For the mth frame, the log energy spectrum of filter is defined as Eq. 6.

$$ \begin{aligned} & e(l)=log(M(l)) \end{aligned} $$

where M(l) is the feature vectors after calculating energy of the mel filter.

2.2 Structure of residual block

ResNet is a way to alleviate the difficulty of training deep convolutional neural network [21, 22]. It is learning the following layers of deep network into identity mapping, that is, h(x)=x, so the model degenerates into shallow network. The identity mapping greatly reduces the number of training parameters in the neural network. The ResNet is composed of many stacked residual blocks (Res-Blocks). The structure of Res-Blocks is shown in Fig. 2. The Res-Blocks is composed of two 2D convolutional layers. The identity mapping can be used to map each Res-Blocks input feature vectors to an output feature vectors. The expression defined by Res-Block as shown in Eq. 7.

$$ \begin{aligned} & \Gamma =F(x,W_{i})+x \end{aligned} $$
Fig. 2
figure 2

Flow chart of residual block construction

where x and Γ are input feature vectors and output feature vectors, respectively. Wi is the learnable weight, and F(x,Wi) is the output of residual mapping. In addition, the identity mapping connection of does not add additional parameters and computational complexity.

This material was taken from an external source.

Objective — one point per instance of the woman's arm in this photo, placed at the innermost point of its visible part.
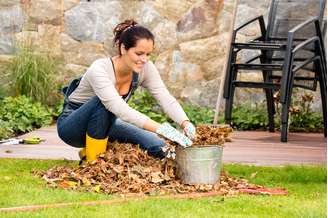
(151, 125)
(152, 81)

In order to make full use of feature learning capabilities of ResNet and reduce loss of feature information, we use identity mapping to reduce data dimensions. In addition, in each convolutional layer, the stride is set to 1, the padding is set to SAME, and zero padding is used to prevent information from being lost at the edge of the cube.

2.3 Structure of CASP

By combining higher-order statistics and attention mechanism, the ASP is proposed [18]. It provides importance weighted standard deviations as well as the weighted means of frame-level features, for which the importance is calculated by an attention mechanism. Such previous work, however, has been evaluated only in such limited tasks as fixed-duration text-independent [18, 23]. Therefore, we propose a new pooling method, called CASP. The CASP is used to aggregate the frame-level features of the deep residual network model to form utterance-level features. This enables speaker embedding to more accurately and efficiently capture speaker factors with respect to long-term variations. The calculation process of CASP layer is shown in Fig. 3.

Fig. 3
figure 3

The calculation diagram of the CASP layer

Firstly, the frame-level feature vectors {x1,x2,...,xT} of the deep residual network are projected onto one-dimensional convolutional layers to obtain the abstract feature vectors on hidden unit {h1,h2,...,hT}.

Secondly, the score is normalized over all frames by a softmax function, which indicates relative importance of the hidden unit. The weight calculation formula for each sample is shown in Eq. 8.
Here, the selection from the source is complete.